Any major changes to a workflow including one that involves new software can be difficult at the beginning. Mirian began to adapt from her older graphic design software and learned the new MAPublisher toolsets through Avenza resources and working with the Avenza Support team directly with questions about workflows and best practices. “My type of work is not very common in Brazil and there are few engineers and cartographers who do it. Many years ago, I received professional critiques that my maps were beautiful but not accurate enough. Today, I’m very glad to say that I can create maps just as beautifully and more importantly keep them accurate.”

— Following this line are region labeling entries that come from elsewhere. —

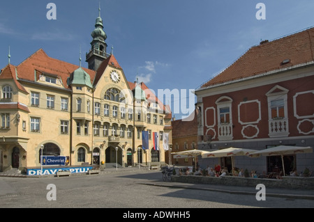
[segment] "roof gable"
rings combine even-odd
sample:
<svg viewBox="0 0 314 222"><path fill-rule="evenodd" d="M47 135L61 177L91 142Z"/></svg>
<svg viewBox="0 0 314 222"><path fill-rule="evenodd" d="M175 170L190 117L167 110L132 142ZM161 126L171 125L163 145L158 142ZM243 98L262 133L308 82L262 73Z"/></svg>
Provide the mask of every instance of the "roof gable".
<svg viewBox="0 0 314 222"><path fill-rule="evenodd" d="M1 70L1 72L0 73L0 79L13 79L20 90L28 93L25 88L24 88L17 79L15 66L8 64L8 65Z"/></svg>
<svg viewBox="0 0 314 222"><path fill-rule="evenodd" d="M40 49L17 65L17 69L20 79L31 81L38 80L35 79L35 71L40 73L55 74L61 78L63 85L68 88L68 86L66 82L68 77L79 68L78 65L49 57L42 49ZM91 79L94 80L95 72L87 68L82 68L82 69L89 74Z"/></svg>

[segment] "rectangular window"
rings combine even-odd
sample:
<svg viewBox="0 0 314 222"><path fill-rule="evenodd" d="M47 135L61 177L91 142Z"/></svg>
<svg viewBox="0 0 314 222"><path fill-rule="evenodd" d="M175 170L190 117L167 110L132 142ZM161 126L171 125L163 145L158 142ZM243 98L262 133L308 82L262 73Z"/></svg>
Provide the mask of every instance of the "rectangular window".
<svg viewBox="0 0 314 222"><path fill-rule="evenodd" d="M31 117L31 131L39 132L40 119L39 118Z"/></svg>
<svg viewBox="0 0 314 222"><path fill-rule="evenodd" d="M87 113L91 112L91 102L87 100Z"/></svg>
<svg viewBox="0 0 314 222"><path fill-rule="evenodd" d="M81 123L80 122L76 122L76 134L81 134Z"/></svg>
<svg viewBox="0 0 314 222"><path fill-rule="evenodd" d="M54 108L54 97L52 95L47 95L47 108Z"/></svg>
<svg viewBox="0 0 314 222"><path fill-rule="evenodd" d="M132 127L128 127L128 138L132 137Z"/></svg>
<svg viewBox="0 0 314 222"><path fill-rule="evenodd" d="M107 125L105 124L103 125L103 136L108 136L108 133L109 133L109 127Z"/></svg>
<svg viewBox="0 0 314 222"><path fill-rule="evenodd" d="M100 104L99 102L95 102L95 114L100 115Z"/></svg>
<svg viewBox="0 0 314 222"><path fill-rule="evenodd" d="M149 139L151 139L151 130L149 129L147 131L149 132Z"/></svg>
<svg viewBox="0 0 314 222"><path fill-rule="evenodd" d="M68 110L68 98L61 98L61 110Z"/></svg>
<svg viewBox="0 0 314 222"><path fill-rule="evenodd" d="M118 117L118 106L114 106L112 109L112 116Z"/></svg>
<svg viewBox="0 0 314 222"><path fill-rule="evenodd" d="M10 128L10 113L1 113L1 128Z"/></svg>
<svg viewBox="0 0 314 222"><path fill-rule="evenodd" d="M112 136L117 135L117 126L115 125L112 125L112 127L111 128L111 134L112 134Z"/></svg>
<svg viewBox="0 0 314 222"><path fill-rule="evenodd" d="M121 118L123 119L126 118L126 108L121 107L120 109Z"/></svg>
<svg viewBox="0 0 314 222"><path fill-rule="evenodd" d="M22 128L23 129L23 131L26 130L26 121L23 120L23 122L22 122Z"/></svg>
<svg viewBox="0 0 314 222"><path fill-rule="evenodd" d="M224 107L219 109L220 123L230 122L230 109Z"/></svg>
<svg viewBox="0 0 314 222"><path fill-rule="evenodd" d="M103 106L103 115L105 116L109 116L109 105L105 104Z"/></svg>
<svg viewBox="0 0 314 222"><path fill-rule="evenodd" d="M68 133L68 121L61 120L61 134Z"/></svg>
<svg viewBox="0 0 314 222"><path fill-rule="evenodd" d="M39 93L31 93L31 105L33 106L39 106Z"/></svg>
<svg viewBox="0 0 314 222"><path fill-rule="evenodd" d="M99 136L99 124L95 123L94 125L94 136Z"/></svg>
<svg viewBox="0 0 314 222"><path fill-rule="evenodd" d="M124 138L124 134L125 134L126 128L124 126L121 126L120 127L120 137Z"/></svg>
<svg viewBox="0 0 314 222"><path fill-rule="evenodd" d="M82 100L77 99L76 100L76 109L77 112L80 112L82 110Z"/></svg>
<svg viewBox="0 0 314 222"><path fill-rule="evenodd" d="M89 124L87 122L84 124L84 134L85 136L89 135Z"/></svg>
<svg viewBox="0 0 314 222"><path fill-rule="evenodd" d="M271 101L271 118L285 118L285 102L283 100Z"/></svg>
<svg viewBox="0 0 314 222"><path fill-rule="evenodd" d="M140 129L137 129L137 138L140 138Z"/></svg>
<svg viewBox="0 0 314 222"><path fill-rule="evenodd" d="M128 119L130 120L133 119L133 110L132 109L128 109Z"/></svg>
<svg viewBox="0 0 314 222"><path fill-rule="evenodd" d="M57 84L57 79L56 78L52 78L52 77L45 77L45 80L46 80L46 82L47 82L47 83L50 83L50 84Z"/></svg>
<svg viewBox="0 0 314 222"><path fill-rule="evenodd" d="M160 140L160 141L163 141L163 132L160 131L160 132L159 132L159 140Z"/></svg>

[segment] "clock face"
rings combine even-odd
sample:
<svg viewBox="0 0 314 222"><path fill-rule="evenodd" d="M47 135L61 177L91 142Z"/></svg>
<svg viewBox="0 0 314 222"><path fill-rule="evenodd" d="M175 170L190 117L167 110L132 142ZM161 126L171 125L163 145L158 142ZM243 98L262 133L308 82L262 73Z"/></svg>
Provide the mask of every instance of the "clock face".
<svg viewBox="0 0 314 222"><path fill-rule="evenodd" d="M116 71L111 71L110 77L111 80L116 84L120 81L120 75Z"/></svg>

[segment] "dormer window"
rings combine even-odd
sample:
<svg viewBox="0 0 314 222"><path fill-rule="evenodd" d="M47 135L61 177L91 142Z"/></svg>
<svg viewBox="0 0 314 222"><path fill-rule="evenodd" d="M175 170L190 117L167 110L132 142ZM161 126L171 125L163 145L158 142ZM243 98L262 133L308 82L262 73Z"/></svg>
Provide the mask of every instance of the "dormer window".
<svg viewBox="0 0 314 222"><path fill-rule="evenodd" d="M10 86L5 86L2 88L2 99L12 99L12 88Z"/></svg>
<svg viewBox="0 0 314 222"><path fill-rule="evenodd" d="M40 81L45 81L46 83L50 83L56 85L61 85L61 79L58 78L57 74L43 74L39 77Z"/></svg>
<svg viewBox="0 0 314 222"><path fill-rule="evenodd" d="M46 82L47 82L47 83L50 83L50 84L57 84L57 79L56 78L52 78L52 77L45 77L46 78L46 79L45 79L45 81L46 81Z"/></svg>

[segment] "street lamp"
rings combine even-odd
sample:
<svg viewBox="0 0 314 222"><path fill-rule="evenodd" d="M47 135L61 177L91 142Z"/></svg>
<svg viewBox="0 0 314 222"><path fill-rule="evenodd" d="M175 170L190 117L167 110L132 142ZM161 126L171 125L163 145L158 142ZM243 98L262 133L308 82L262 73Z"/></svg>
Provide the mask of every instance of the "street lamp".
<svg viewBox="0 0 314 222"><path fill-rule="evenodd" d="M118 171L118 147L116 147L116 170Z"/></svg>
<svg viewBox="0 0 314 222"><path fill-rule="evenodd" d="M40 155L40 159L41 159L41 160L40 160L40 169L41 169L41 171L40 171L40 175L43 175L43 150L44 147L45 147L45 145L43 145L43 144L40 145L40 150L41 150L41 155Z"/></svg>

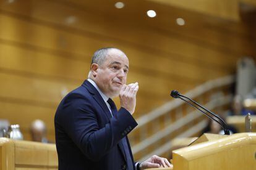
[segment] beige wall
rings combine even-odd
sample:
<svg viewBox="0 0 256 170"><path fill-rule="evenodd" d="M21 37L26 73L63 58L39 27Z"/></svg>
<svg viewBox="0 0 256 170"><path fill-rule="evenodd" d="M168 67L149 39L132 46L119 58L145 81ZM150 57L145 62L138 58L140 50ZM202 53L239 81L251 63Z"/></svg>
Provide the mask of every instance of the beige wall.
<svg viewBox="0 0 256 170"><path fill-rule="evenodd" d="M25 139L40 118L54 140L62 93L82 83L98 48L129 57L128 83L140 85L135 117L171 100L171 89L233 73L239 57L256 53L244 23L148 1L127 1L123 9L114 1L7 1L0 0L0 118L19 124ZM145 15L151 9L156 18ZM69 16L76 21L67 23ZM186 25L177 25L177 17Z"/></svg>

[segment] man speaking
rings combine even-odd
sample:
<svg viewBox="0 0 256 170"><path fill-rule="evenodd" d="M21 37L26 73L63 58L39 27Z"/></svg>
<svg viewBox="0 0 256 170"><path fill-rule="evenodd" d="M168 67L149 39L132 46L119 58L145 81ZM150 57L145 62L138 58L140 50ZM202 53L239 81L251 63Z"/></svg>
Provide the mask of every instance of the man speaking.
<svg viewBox="0 0 256 170"><path fill-rule="evenodd" d="M59 169L144 169L170 167L154 155L134 163L127 135L137 125L132 116L137 83L126 85L129 60L116 48L94 54L88 79L68 94L54 118ZM117 111L111 98L120 98Z"/></svg>

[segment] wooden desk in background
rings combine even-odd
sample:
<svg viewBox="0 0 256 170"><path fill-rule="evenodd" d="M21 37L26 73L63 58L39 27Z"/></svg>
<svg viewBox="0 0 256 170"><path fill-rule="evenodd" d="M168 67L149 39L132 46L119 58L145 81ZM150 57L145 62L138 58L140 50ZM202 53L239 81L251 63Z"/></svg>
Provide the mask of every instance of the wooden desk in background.
<svg viewBox="0 0 256 170"><path fill-rule="evenodd" d="M252 118L252 132L256 132L256 116L251 115ZM245 132L245 126L244 118L245 116L229 116L226 118L227 124L234 126L239 132Z"/></svg>
<svg viewBox="0 0 256 170"><path fill-rule="evenodd" d="M55 144L0 138L0 170L58 169Z"/></svg>

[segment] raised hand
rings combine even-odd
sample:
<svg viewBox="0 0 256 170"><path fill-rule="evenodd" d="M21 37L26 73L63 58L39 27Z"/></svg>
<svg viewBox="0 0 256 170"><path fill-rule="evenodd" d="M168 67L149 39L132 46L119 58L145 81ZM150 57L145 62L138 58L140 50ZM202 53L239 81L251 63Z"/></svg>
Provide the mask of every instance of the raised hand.
<svg viewBox="0 0 256 170"><path fill-rule="evenodd" d="M136 94L139 90L138 83L124 84L119 92L121 106L133 114L136 106Z"/></svg>

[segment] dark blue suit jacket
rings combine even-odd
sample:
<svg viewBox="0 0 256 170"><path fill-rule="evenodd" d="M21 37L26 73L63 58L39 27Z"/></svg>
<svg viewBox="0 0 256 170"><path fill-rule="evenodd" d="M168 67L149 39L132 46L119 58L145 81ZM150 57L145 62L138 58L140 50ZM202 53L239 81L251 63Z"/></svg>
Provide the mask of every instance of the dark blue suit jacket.
<svg viewBox="0 0 256 170"><path fill-rule="evenodd" d="M124 108L112 118L103 99L88 81L61 101L54 125L59 169L126 169L121 140L137 124Z"/></svg>

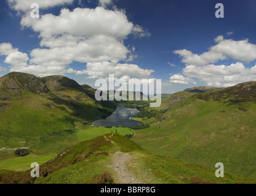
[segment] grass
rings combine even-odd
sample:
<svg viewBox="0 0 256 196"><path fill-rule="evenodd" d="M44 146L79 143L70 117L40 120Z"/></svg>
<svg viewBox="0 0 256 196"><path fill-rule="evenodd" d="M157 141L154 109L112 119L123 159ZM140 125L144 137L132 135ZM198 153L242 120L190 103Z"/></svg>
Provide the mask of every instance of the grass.
<svg viewBox="0 0 256 196"><path fill-rule="evenodd" d="M210 168L220 162L227 172L256 178L255 116L254 102L193 97L161 116L143 118L150 127L133 140L156 154Z"/></svg>
<svg viewBox="0 0 256 196"><path fill-rule="evenodd" d="M9 170L26 170L30 168L31 164L37 162L42 164L54 158L57 154L46 153L45 154L30 154L25 157L17 157L6 159L0 162L0 169Z"/></svg>
<svg viewBox="0 0 256 196"><path fill-rule="evenodd" d="M116 130L118 134L121 135L126 135L126 134L134 134L134 130L129 128L125 127L94 127L86 130L79 130L77 134L79 141L83 141L86 140L91 140L98 136L114 133L116 134Z"/></svg>
<svg viewBox="0 0 256 196"><path fill-rule="evenodd" d="M256 180L225 173L217 178L215 169L190 164L145 151L136 143L120 135L107 134L83 141L40 165L40 177L31 178L30 171L0 170L1 183L113 183L113 153L130 153L134 159L127 168L146 183L255 183Z"/></svg>

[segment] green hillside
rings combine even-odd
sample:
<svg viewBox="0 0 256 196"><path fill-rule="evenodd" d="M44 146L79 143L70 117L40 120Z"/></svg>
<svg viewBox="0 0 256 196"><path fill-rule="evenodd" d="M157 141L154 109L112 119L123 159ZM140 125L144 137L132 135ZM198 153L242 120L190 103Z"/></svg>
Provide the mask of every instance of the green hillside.
<svg viewBox="0 0 256 196"><path fill-rule="evenodd" d="M107 134L69 148L40 165L40 177L26 172L0 172L1 183L119 183L114 160L125 163L126 172L145 183L255 183L255 179L225 173L217 178L215 170L145 151L119 135ZM120 166L120 167L121 167Z"/></svg>
<svg viewBox="0 0 256 196"><path fill-rule="evenodd" d="M256 177L256 82L193 96L162 115L142 118L150 127L134 140L155 153ZM146 114L147 112L145 112Z"/></svg>
<svg viewBox="0 0 256 196"><path fill-rule="evenodd" d="M10 73L0 78L0 148L10 149L0 151L0 160L14 158L14 149L20 147L46 157L59 153L78 142L78 127L115 108L97 102L66 77Z"/></svg>

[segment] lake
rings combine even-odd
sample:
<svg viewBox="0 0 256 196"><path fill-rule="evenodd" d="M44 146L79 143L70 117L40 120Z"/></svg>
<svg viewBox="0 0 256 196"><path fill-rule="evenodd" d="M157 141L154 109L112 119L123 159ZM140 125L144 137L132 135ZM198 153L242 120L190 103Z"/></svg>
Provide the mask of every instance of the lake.
<svg viewBox="0 0 256 196"><path fill-rule="evenodd" d="M141 125L140 123L129 118L131 116L137 116L139 112L140 111L136 108L118 107L112 115L107 117L106 119L97 120L92 123L92 125L99 127L115 127L119 126L135 127Z"/></svg>

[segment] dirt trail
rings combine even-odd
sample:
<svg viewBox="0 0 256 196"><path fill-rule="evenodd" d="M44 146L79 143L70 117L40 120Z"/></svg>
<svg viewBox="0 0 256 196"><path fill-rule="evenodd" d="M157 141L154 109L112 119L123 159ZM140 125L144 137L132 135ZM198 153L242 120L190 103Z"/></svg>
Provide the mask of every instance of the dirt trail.
<svg viewBox="0 0 256 196"><path fill-rule="evenodd" d="M119 184L142 184L143 182L135 176L126 168L126 162L132 159L129 153L116 152L113 156L113 165L110 167L116 173L116 179Z"/></svg>

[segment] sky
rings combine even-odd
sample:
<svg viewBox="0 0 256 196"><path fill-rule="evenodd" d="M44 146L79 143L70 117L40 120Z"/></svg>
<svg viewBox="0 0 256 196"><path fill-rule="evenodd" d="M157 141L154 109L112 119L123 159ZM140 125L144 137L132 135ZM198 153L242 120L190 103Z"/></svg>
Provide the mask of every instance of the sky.
<svg viewBox="0 0 256 196"><path fill-rule="evenodd" d="M161 79L169 94L256 80L254 0L1 0L0 27L0 77L62 75L94 87L114 74Z"/></svg>

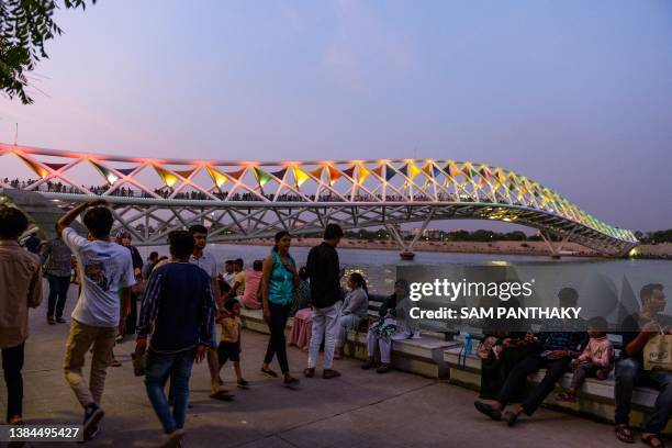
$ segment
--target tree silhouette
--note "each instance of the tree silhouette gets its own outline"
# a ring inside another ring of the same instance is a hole
[[[42,58],[48,58],[45,43],[63,34],[53,20],[57,8],[86,9],[86,0],[0,0],[0,90],[24,104],[33,99],[26,92],[27,72]],[[96,3],[91,0],[90,3]]]

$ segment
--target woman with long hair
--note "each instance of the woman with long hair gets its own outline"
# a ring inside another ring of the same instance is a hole
[[[369,315],[369,290],[367,281],[359,272],[350,273],[348,277],[348,292],[343,301],[340,320],[338,322],[338,336],[336,337],[335,359],[343,358],[343,348],[346,336],[352,328],[357,328],[361,320]]]
[[[367,354],[369,359],[361,366],[371,369],[376,365],[376,354],[380,350],[380,367],[378,373],[390,371],[392,341],[410,339],[419,334],[417,323],[411,318],[413,302],[408,298],[408,281],[397,279],[394,282],[394,293],[385,299],[379,310],[379,318],[367,333]]]
[[[277,356],[280,370],[284,377],[283,384],[292,387],[298,384],[299,380],[289,372],[284,328],[294,298],[294,288],[299,283],[299,275],[296,264],[289,254],[292,242],[289,232],[278,232],[275,240],[276,244],[270,255],[264,260],[261,268],[264,321],[270,329],[270,339],[268,340],[261,372],[271,378],[278,377],[278,373],[269,367],[273,356]]]

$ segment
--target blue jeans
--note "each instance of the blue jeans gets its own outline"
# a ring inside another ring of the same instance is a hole
[[[193,366],[194,350],[184,350],[179,354],[164,355],[156,351],[147,351],[145,367],[145,387],[147,396],[154,406],[156,415],[164,425],[164,430],[182,428],[187,417],[187,405],[189,404],[189,378]],[[170,376],[170,388],[175,393],[175,406],[172,413],[164,391],[166,377]]]
[[[643,385],[659,391],[653,412],[645,422],[645,433],[660,434],[672,413],[672,372],[661,370],[643,370],[641,363],[634,358],[621,359],[616,363],[616,396],[617,425],[628,424],[630,402],[635,387]]]
[[[47,275],[47,279],[49,281],[47,317],[54,317],[54,311],[56,312],[56,317],[61,317],[65,301],[68,298],[68,288],[70,288],[70,276],[56,277],[49,273]]]

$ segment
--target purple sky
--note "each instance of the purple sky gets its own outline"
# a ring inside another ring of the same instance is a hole
[[[672,3],[131,1],[58,14],[0,141],[216,159],[468,159],[672,227]],[[42,92],[37,91],[40,89]]]

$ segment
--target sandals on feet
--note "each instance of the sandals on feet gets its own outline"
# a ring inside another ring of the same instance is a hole
[[[265,369],[264,367],[261,368],[261,373],[270,378],[278,378],[278,373],[276,373],[271,369]]]
[[[576,403],[576,395],[569,392],[560,392],[558,394],[558,400],[563,401],[565,403]]]
[[[632,430],[628,427],[628,425],[617,425],[616,428],[616,438],[625,444],[634,444],[635,438],[632,437]],[[642,438],[643,441],[643,438]]]
[[[656,441],[653,441],[656,440]],[[664,441],[660,438],[658,434],[647,434],[646,436],[641,436],[641,441],[645,445],[648,445],[653,448],[665,448]]]

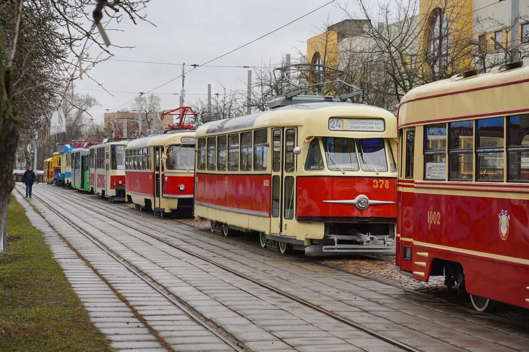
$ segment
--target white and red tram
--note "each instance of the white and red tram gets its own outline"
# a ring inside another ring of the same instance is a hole
[[[225,235],[258,233],[282,253],[394,253],[396,137],[391,113],[344,102],[205,124],[196,135],[195,217]]]
[[[128,141],[88,147],[88,188],[90,193],[109,201],[124,201],[125,147]]]
[[[191,215],[195,131],[177,131],[140,138],[125,150],[126,196],[137,209],[164,217]]]

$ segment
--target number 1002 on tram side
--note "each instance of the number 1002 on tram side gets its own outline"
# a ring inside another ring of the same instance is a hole
[[[396,119],[321,102],[205,124],[196,133],[194,212],[212,231],[259,234],[308,255],[391,254]]]

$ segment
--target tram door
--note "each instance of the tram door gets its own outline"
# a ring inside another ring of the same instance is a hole
[[[295,128],[272,129],[271,234],[295,235],[296,133]]]
[[[161,208],[160,199],[163,192],[163,147],[154,147],[154,204]]]

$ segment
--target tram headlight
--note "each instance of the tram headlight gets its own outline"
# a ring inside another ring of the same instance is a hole
[[[369,200],[365,196],[360,196],[357,198],[357,208],[363,210],[369,205]]]

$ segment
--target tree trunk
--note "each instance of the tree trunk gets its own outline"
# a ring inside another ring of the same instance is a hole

Mirian’s style of mapping is an immersive experience. When hired to produce indigenous and environmental maps for the Brazilian state of Acre government, she researched the region’s geography, read about its natural resources, and made a trip to visit to explore the culture, people, and food. She says she hopes that others can also see the human side of geographic space as she portrays it in her maps and that maps can provide not just information, but social change. She believes that her connection to and experiences of places make her a better cartographer. When she created the official tourism map for the City of Rio de Janeiro, her home city, she wanted to be “in the present” and decided to explore areas of the city intimately by foot to visit museums, beaches, and landmarks. The City also helped her understand the scale of the area by helicopter – a definite highlight in her career. The result was an appreciation of the city’s colour palette expressed on her map. “The sea was light blue, the green forests were intense, and the rock formations were magnificent. Rio de Janeiro is a very sunny and cheerful city so I used cheerful yellowish-green colors.”
Mirian continues to produce maps for many clients and has had her maps featured in several publications. She has also taught several post-graduate cartography courses at universities and lectures on cartography techniques and the importance of using the best cartography tools available.